Platooning Demonstrator with Deep Learning and Computer Vision
Originally envisioned as a demonstrator for the Bosch AI CON 2019, the platooning system consists of two cars, a leading car and a following car. The leading car can be driven manually using a PS4 controller and the following car will autonomously follow the leading car.
In addition to this, the system currently is also capable of Object Tracking, Velocity Estimation by Optical Flow Visual Odometry and Monocular Depth Estimation.
Abstract
A sample output of what the following car sees in its camera stream is shown below.
Object Detection
The following car utilizes an Object Detection DNN, amongst other things, to identify and localize the leading car in its input camera stream with a bounding box. The object detection architecture is an Inception V2 Convolutional Neural Network with a Single Shot Detector (SSD) for the actual object detection.
Information about the SSD can be found at https://arxiv.org/abs/1512.02325. The VGG-16 part is replaced by the Inception CNN.
More details about the Inception V2 architecture can be found at https://arxiv.org/abs/1512.00567. The Inception architecture was chosen for its good trade-off between speed and performance when compared to other models that are optimized to run on embedded systems.
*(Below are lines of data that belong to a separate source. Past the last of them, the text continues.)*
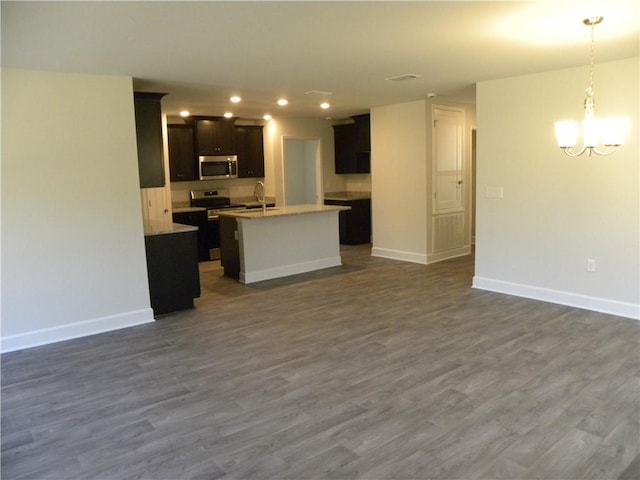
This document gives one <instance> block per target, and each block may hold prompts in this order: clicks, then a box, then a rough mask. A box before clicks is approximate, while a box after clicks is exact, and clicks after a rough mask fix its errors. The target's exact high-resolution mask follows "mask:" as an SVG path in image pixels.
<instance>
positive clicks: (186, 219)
mask: <svg viewBox="0 0 640 480" xmlns="http://www.w3.org/2000/svg"><path fill="white" fill-rule="evenodd" d="M173 222H174V223H181V224H183V225H193V226H194V227H198V232H197V237H198V260H200V261H201V262H202V261H207V260H209V259H210V258H209V246H208V245H209V240H208V238H207V229H206V227H207V212H206V211H204V210H203V211H199V212H174V213H173Z"/></svg>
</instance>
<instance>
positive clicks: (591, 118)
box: [555, 17, 627, 157]
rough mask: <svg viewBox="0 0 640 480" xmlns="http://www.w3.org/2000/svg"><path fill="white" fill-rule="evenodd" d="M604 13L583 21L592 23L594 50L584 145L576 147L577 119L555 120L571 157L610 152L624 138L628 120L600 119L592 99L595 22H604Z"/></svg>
mask: <svg viewBox="0 0 640 480" xmlns="http://www.w3.org/2000/svg"><path fill="white" fill-rule="evenodd" d="M602 20H603V17H589V18H585V19H584V20H583V21H582V23H584V24H585V25H587V26H588V27H591V52H590V63H589V86H588V87H587V89H586V90H585V93H586V94H587V96H586V98H585V100H584V120H583V121H582V141H583V147H582V148H581V149H580V150H574V147H575V146H576V143H577V139H578V131H579V126H578V122H574V121H561V122H556V123H555V130H556V140H557V141H558V147H560V148H561V149H562V151H563V152H564V153H565V154H567V155H568V156H570V157H577V156H579V155H582V154H583V153H586V154H587V155H589V156H590V155H591V154H593V153H595V154H596V155H611V154H612V153H613V152H615V150H616V148H617V147H619V146H620V145H622V143H623V142H624V136H625V133H626V127H627V126H626V120H625V119H622V118H607V119H597V118H596V116H595V102H594V100H593V65H594V44H595V26H596V25H598V24H599V23H601V22H602Z"/></svg>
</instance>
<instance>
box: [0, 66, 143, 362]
mask: <svg viewBox="0 0 640 480" xmlns="http://www.w3.org/2000/svg"><path fill="white" fill-rule="evenodd" d="M132 92H133V89H132V81H131V78H128V77H115V76H93V75H76V74H59V73H45V72H35V71H25V70H10V69H6V70H3V71H2V350H3V351H9V350H15V349H20V348H25V347H28V346H33V345H39V344H43V343H50V342H53V341H58V340H62V339H66V338H73V337H77V336H83V335H88V334H91V333H97V332H100V331H105V330H112V329H116V328H121V327H124V326H129V325H135V324H139V323H143V322H148V321H153V312H152V310H151V308H150V303H149V290H148V283H147V274H146V261H145V251H144V236H143V228H142V214H141V206H140V190H139V180H138V167H137V151H136V138H135V120H134V109H133V93H132Z"/></svg>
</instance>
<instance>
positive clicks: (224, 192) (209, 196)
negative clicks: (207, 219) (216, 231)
mask: <svg viewBox="0 0 640 480" xmlns="http://www.w3.org/2000/svg"><path fill="white" fill-rule="evenodd" d="M191 206H192V207H204V208H206V209H207V217H208V218H209V220H217V219H218V211H219V210H228V209H232V208H235V209H244V208H245V206H244V204H232V203H231V198H230V197H229V189H228V188H217V189H215V190H191Z"/></svg>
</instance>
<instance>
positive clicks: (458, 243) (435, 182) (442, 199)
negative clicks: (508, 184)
mask: <svg viewBox="0 0 640 480" xmlns="http://www.w3.org/2000/svg"><path fill="white" fill-rule="evenodd" d="M432 114H433V127H432V128H433V130H432V139H433V211H432V222H431V231H432V236H431V241H432V245H431V249H430V251H431V252H432V253H434V254H437V253H440V252H445V253H442V254H441V256H439V257H434V258H439V259H443V258H447V255H448V254H451V255H455V252H459V251H460V249H461V248H464V245H465V228H466V222H465V218H466V214H465V195H464V188H463V179H464V110H463V109H461V108H456V107H436V106H433V110H432ZM446 252H448V253H446Z"/></svg>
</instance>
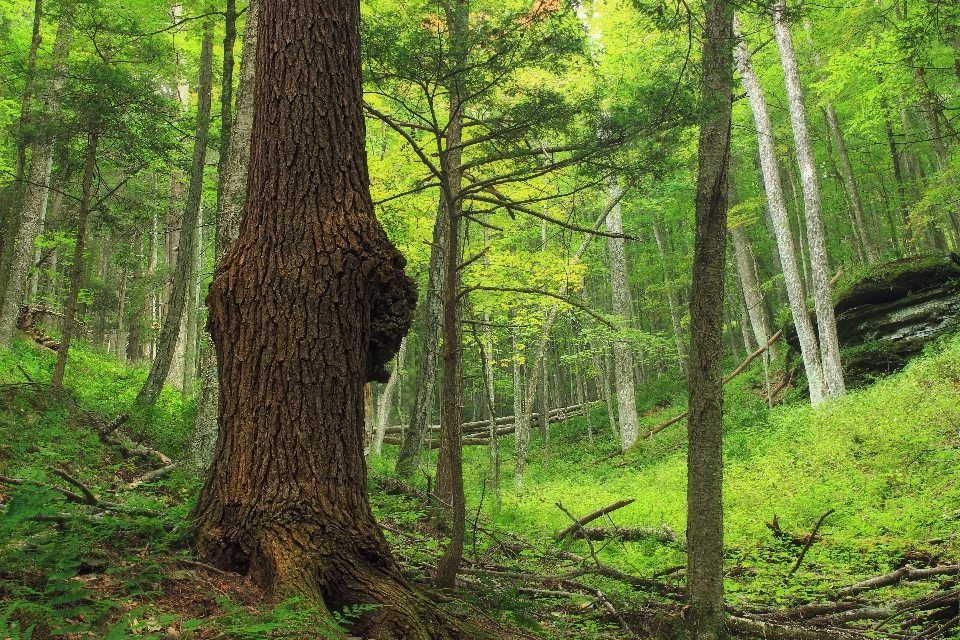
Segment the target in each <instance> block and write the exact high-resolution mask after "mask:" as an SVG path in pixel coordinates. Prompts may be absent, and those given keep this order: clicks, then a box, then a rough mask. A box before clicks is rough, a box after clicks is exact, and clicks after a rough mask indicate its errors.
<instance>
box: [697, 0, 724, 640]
mask: <svg viewBox="0 0 960 640" xmlns="http://www.w3.org/2000/svg"><path fill="white" fill-rule="evenodd" d="M705 10H706V16H705V23H704V38H703V63H702V64H703V77H702V80H701V91H702V94H701V98H700V100H701V104H700V111H701V112H700V145H699V152H698V155H699V161H698V165H699V168H698V176H697V195H696V223H697V227H696V235H695V238H696V239H695V245H694V254H693V286H692V289H691V293H690V375H689V393H688V397H689V403H690V417H689V419H688V420H687V439H688V442H689V448H688V453H687V598H688V602H687V604H688V605H689V609H688V611H687V613H686V622H687V629H688V633H689V637H690V639H691V640H716V639H718V638H723V637H725V636H726V635H727V634H726V631H725V627H724V621H723V618H724V612H723V491H722V489H723V291H724V286H723V284H724V275H725V272H726V263H727V259H726V258H727V255H726V240H727V186H728V185H727V176H728V173H729V168H730V162H729V161H730V125H731V113H732V108H733V100H732V98H733V86H732V85H733V5H732V4H730V3H728V2H727V1H726V0H709V1H708V2H707V3H706V5H705Z"/></svg>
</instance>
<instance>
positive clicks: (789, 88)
mask: <svg viewBox="0 0 960 640" xmlns="http://www.w3.org/2000/svg"><path fill="white" fill-rule="evenodd" d="M785 12H786V5H785V2H784V1H783V0H779V1H778V2H777V3H776V4H775V5H774V7H773V33H774V37H775V38H776V40H777V46H778V47H779V49H780V62H781V64H782V66H783V73H784V80H785V82H786V86H787V98H788V102H789V107H790V121H791V124H792V126H793V138H794V141H795V142H796V146H797V163H798V164H799V166H800V178H801V186H802V188H803V210H804V213H805V214H806V216H805V217H806V221H807V246H808V248H809V251H810V269H811V271H812V274H813V298H814V305H815V307H816V312H817V335H818V338H819V341H820V358H821V362H822V364H823V378H824V382H825V383H826V390H827V395H828V397H830V398H838V397H840V396H842V395H844V394H845V393H846V387H845V386H844V383H843V369H842V367H841V365H840V341H839V340H838V339H837V321H836V318H835V317H834V314H833V299H832V297H831V293H830V273H829V266H828V259H827V245H826V233H825V232H824V228H823V218H822V212H821V206H820V185H819V184H818V182H817V165H816V161H815V159H814V157H813V142H812V141H811V139H810V132H809V130H808V126H807V113H806V107H805V106H804V103H803V89H802V88H801V86H800V72H799V70H798V69H797V57H796V54H795V53H794V51H793V37H792V36H791V34H790V24H789V23H788V22H787V20H786V16H785V15H784V13H785Z"/></svg>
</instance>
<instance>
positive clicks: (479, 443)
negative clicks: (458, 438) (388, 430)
mask: <svg viewBox="0 0 960 640" xmlns="http://www.w3.org/2000/svg"><path fill="white" fill-rule="evenodd" d="M507 433H513V427H510V429H509V430H508V431H507ZM402 442H403V441H402V440H401V439H400V438H384V439H383V444H395V445H400V444H402ZM460 444H462V445H464V446H466V445H472V444H490V438H461V439H460ZM423 448H424V449H439V448H440V439H439V438H438V439H436V440H431V441H430V442H424V443H423Z"/></svg>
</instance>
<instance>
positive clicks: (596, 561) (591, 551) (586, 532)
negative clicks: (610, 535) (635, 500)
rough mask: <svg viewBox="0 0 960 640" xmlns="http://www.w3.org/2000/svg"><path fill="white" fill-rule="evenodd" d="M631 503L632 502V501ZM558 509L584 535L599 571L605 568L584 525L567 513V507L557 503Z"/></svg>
mask: <svg viewBox="0 0 960 640" xmlns="http://www.w3.org/2000/svg"><path fill="white" fill-rule="evenodd" d="M631 502H632V500H631ZM628 504H629V503H628ZM611 506H612V505H611ZM621 506H622V505H621ZM557 509H560V511H563V512H564V513H565V514H567V517H568V518H570V519H571V520H573V526H574V527H575V528H577V529H579V530H580V535H582V536H583V539H584V540H586V541H587V546H588V547H590V555H591V557H593V561H594V562H596V563H597V568H598V569H599V568H600V567H602V566H603V563H602V562H600V558H598V557H597V552H596V551H595V550H594V548H593V541H591V540H590V538H588V537H587V532H586V531H584V530H583V524H582V523H581V522H580V521H579V520H577V519H576V518H574V517H573V514H572V513H570V512H569V511H567V509H566V507H564V506H563V505H562V504H561V503H559V502H558V503H557ZM601 511H602V509H601ZM591 515H592V514H591ZM600 515H603V514H600ZM597 517H598V518H599V517H600V516H597Z"/></svg>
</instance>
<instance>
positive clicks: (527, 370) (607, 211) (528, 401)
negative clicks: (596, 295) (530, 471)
mask: <svg viewBox="0 0 960 640" xmlns="http://www.w3.org/2000/svg"><path fill="white" fill-rule="evenodd" d="M625 193H626V192H625V191H622V190H618V193H617V194H616V197H614V198H611V199H610V201H609V202H608V203H607V206H606V207H605V208H604V210H603V212H602V213H601V214H600V216H599V217H598V218H597V220H596V222H594V224H593V229H592V231H596V230H597V229H599V228H600V225H602V224H603V222H604V221H605V220H606V219H607V216H608V215H609V214H610V211H611V210H612V209H613V208H614V207H616V206H617V205H619V204H620V200H621V199H622V198H623V196H624V195H625ZM593 236H594V234H593V233H587V234H586V235H585V237H584V239H583V241H582V242H581V243H580V246H579V247H578V248H577V252H576V253H575V254H574V255H573V258H571V260H570V264H571V265H575V264H577V263H579V262H580V259H581V258H582V257H583V254H584V253H585V252H586V250H587V247H588V246H589V245H590V241H591V240H593ZM566 293H567V284H566V283H564V284H563V285H561V286H560V290H559V291H558V292H557V295H558V296H561V297H562V296H564V295H566ZM559 310H560V306H559V304H555V305H553V307H551V308H550V310H549V311H548V312H547V314H546V317H545V319H544V323H543V330H542V331H541V333H540V340H539V341H538V344H537V349H536V351H535V352H534V357H533V360H532V361H530V360H528V361H527V365H526V370H527V371H528V372H529V378H528V380H527V386H526V392H525V394H524V398H523V407H524V409H523V412H522V413H516V414H514V415H516V416H517V422H516V434H517V437H516V440H517V464H516V467H515V468H514V471H513V486H514V487H515V488H516V489H520V488H521V487H522V486H523V472H524V468H525V466H526V461H527V445H529V443H530V422H531V420H532V415H533V403H534V400H535V399H536V396H537V384H538V383H539V381H540V365H541V363H542V362H543V355H544V353H545V352H546V348H547V343H548V342H549V340H550V332H551V331H552V330H553V323H554V322H555V321H556V319H557V313H558V311H559ZM632 375H633V373H632V371H631V376H632ZM514 393H516V389H514ZM612 419H613V418H612V413H611V420H612ZM614 431H616V427H614Z"/></svg>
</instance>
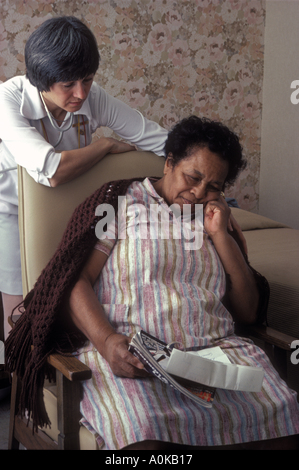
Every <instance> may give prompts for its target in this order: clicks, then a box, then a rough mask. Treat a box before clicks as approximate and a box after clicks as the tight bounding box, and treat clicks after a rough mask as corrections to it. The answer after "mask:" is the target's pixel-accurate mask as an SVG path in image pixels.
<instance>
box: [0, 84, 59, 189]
mask: <svg viewBox="0 0 299 470" xmlns="http://www.w3.org/2000/svg"><path fill="white" fill-rule="evenodd" d="M0 101H1V113H0V130H1V135H0V137H1V139H2V145H3V150H4V154H5V155H6V158H7V159H8V160H13V161H15V163H16V164H18V165H21V166H23V167H25V168H26V169H27V171H28V173H29V174H30V175H31V176H32V177H33V178H34V179H35V181H37V182H38V183H42V184H45V185H46V186H50V183H49V180H48V178H51V177H52V176H53V175H54V173H55V172H56V170H57V167H58V165H59V162H60V158H61V155H60V154H58V153H56V152H55V149H54V148H53V147H52V146H51V145H50V144H49V143H48V142H47V141H46V140H45V139H44V138H43V137H42V136H41V135H40V133H39V132H38V131H37V130H36V129H35V127H32V126H31V124H30V122H29V120H28V119H26V118H25V117H24V116H22V115H21V113H20V103H19V102H18V101H19V100H18V97H16V96H14V95H13V94H12V93H10V92H7V91H6V90H4V91H3V92H2V93H1V97H0Z"/></svg>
The comparison can be found at https://arxiv.org/abs/1611.10012.
*Transfer Learning* was used in order to repurpose a SSD Inception model trained on the COCO (Common Objects in COntext) dataset, modified to detect a single class of objects - the leading car. Let us call this _custom_ object detection. We use images such as the ones shown below with the leading car in different environments, labelled by a bounding box for the training.
Tensorflow provides a pre-trained model of this architecture. For information on the custom object detection training routine, you can refer https://tensorflow-object-detection-api-tutorial.readthedocs.io/en/latest/training.html. The retraining of the model is done on a Google Colab notebook to make use of the free (!) Tesla GPU and 64 GB RAM. The model can be fully or partially retrained based on performance needs. If privacy or data security is a concern, the notebook can be run on a local machine.
The Inference of the model is accelerated by TensorRT, details of which can be found at https://docs.nvidia.com/deeplearning/frameworks/tf-trt-user-guide/index.html.
Object Tracking
The detected leading car is assigned an ID in order to identify it as a member of a series of platooning cars. If the leading car steers off frame and then reappears, the rudimentry tracking algorithm is capable of identifying that the car that is back in frame is the car with the same ID. It uses mathematical concepts such as maximizing the IOU (Intersection Over Union) metrics between bounding boxes in neighboring frames.This is made possible by, amongst other things, a Kalman Filter. The implementation details can be found at https://arxiv.org/abs/1602.00763.
Velocity Estimation
Optical flow methods utilize the differences in pixel intensities across consequent frames to calculate apparent motion.
This fundamental method is usually used to determine the flow of an object across a frame, but gave me an idea that it can also be used to used to calculate self velocity (velocity of the following car) by considering the car itself as the moving object. The function calcOpticalFlowFarneback from OpenCV that facilitates this is the based on the paper found at https://rd.springer.com/chapter/10.1007/3-540-45103-X_50.
Depth Perception
This is an effort to be able to sense depth information (monocular) from a 2D camera. Implementation details can be found at https://arxiv.org/abs/1806.01260.
A rudimentary use case of this for obstacle detection has been implemented. The depth perception window displays the observed depths of the environment in a grayscale map (0-255, normalized). A grayscale pixel value of 0 would indicate the object being further away and a grayscale value of 255 woud indicate an object being the closest. Based on this, a horizontal grid of so called superpixels (cool name, right?!) is defined. The averaged grayscale value within these superpixels is noted and based on this a decision is made as to whether an obstacle is detected or not. A predefined threshold turns the superpixel window red when an obstacle is detected.
Working Principle
The area of the bounding box generated fromt the object detection determines the speed at which the following car keeps up with the leading car - the smaller the area, the further away the leading car is, requiring a larger acceleration and vice versa.
The following car is also designed to maintain a fixed safe distance to the leading car based on the bounding box area. The vertical separator divides the frame into two halves and the centroid of the bounding box and its position along the x axis determines the steering angle of the following car.
The camera system also includes a pan-tilt mechanism, which is tasked with orienting the center of the camera to the center of the bounding box which in turn is used to set the steering angle. This provides an additional degree of freedom to the following method and helps when there are relatively sharp turns made by the leading car.